Our tree surgeons at The Tree Company (London) Ltd are working with the Royal Parks and other clients to control the spread of OPM in local London areas. We do this in a number of ways. As the caterpillars grow they can be sprayed with an insecticide. Once the caterpillars start to pupate they form silk nests in trees which have to be manually removed by climbing trees with a rope and harness and/or using a cherry picker (MEWP) to access the nests. The Tree Company's tree surgeons have to wear full personal protective equipment to protect them from contact with the toxic hairs. As you can imagine, in weather like we have had recently it can be a bit of an uncomfortable job!

 

OPM has been in the country for a few years now and spreads quickly, we at The Tree Company are working hard with our clients to try and control its spread. With hard work and dedicated workers we may have a chance.

The tree surgeons at The Tree Company (London) use many tools to help carry out the various tree related operations involved in Arboriculture. Tree surgeons need a few hand tools including sledgehammers, stake drivers for planting and the humble axe. They are all important members of the tool box.

There are a few different types of axe, including the splitting axe and the felling axe. They are a versatile tool and are not limited to felling or splitting. These days we use chainsaws to fell trees but the axe is used to split wood, either for fire wood or just to make big logs smaller so we can extract timber from those small London gardens. The hand tools we use take a pounding and they do break from time to time. 

 

An axe head is like an old friend, so we are keen not just to replace them when they break. We take them to a tool merchant where the broken handles are loving replaced for us, using air-dried ash wood. It does not take long and that old axe head lives to fight another day.

The Tree Company (London) had a good presence at the 2013 ARB Show. Two of us managed to miss the rain and attended on Friday.

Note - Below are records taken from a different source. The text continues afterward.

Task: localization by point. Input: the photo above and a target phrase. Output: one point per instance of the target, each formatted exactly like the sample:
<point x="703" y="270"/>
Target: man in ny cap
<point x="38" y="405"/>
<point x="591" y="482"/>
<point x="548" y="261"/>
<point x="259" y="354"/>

We saw the presentation by Vikki Bengtsson from The Ancient Tree Forum on veteran pruning techniques. The coronet cut was demonstrated by some tree surgeons, with a safe and time efficient method being shown. Our tree surgeons at The Tree Company (London) have been using the coronet cut in Richmond Park in South West London, and selected other sites, for a good few years now and it is a pleasure to see the technique becoming common practice.

We also saw a great collection of vintage chainsaws with none of the safety features that come as standard on modern machines. Three of our tree surgeons attended on Saturday when it rained a fair bit but that didn't dampen the spirits. The climbing competition was the point of focus, with some good competition and techniques on show.

We will be going to see two giants of the tree world on Tuesday the 24th at the Royal Botanic Gardens Kew in West London, http://www.trees.org.uk/aa/news/ISA-CAS-Expert-s-Question-Time-152.html. Jeremy Barrell and Dr David Lonsdale will be talking and taking questions on tree safety in light of recent court decisions. It should be fun and very informative.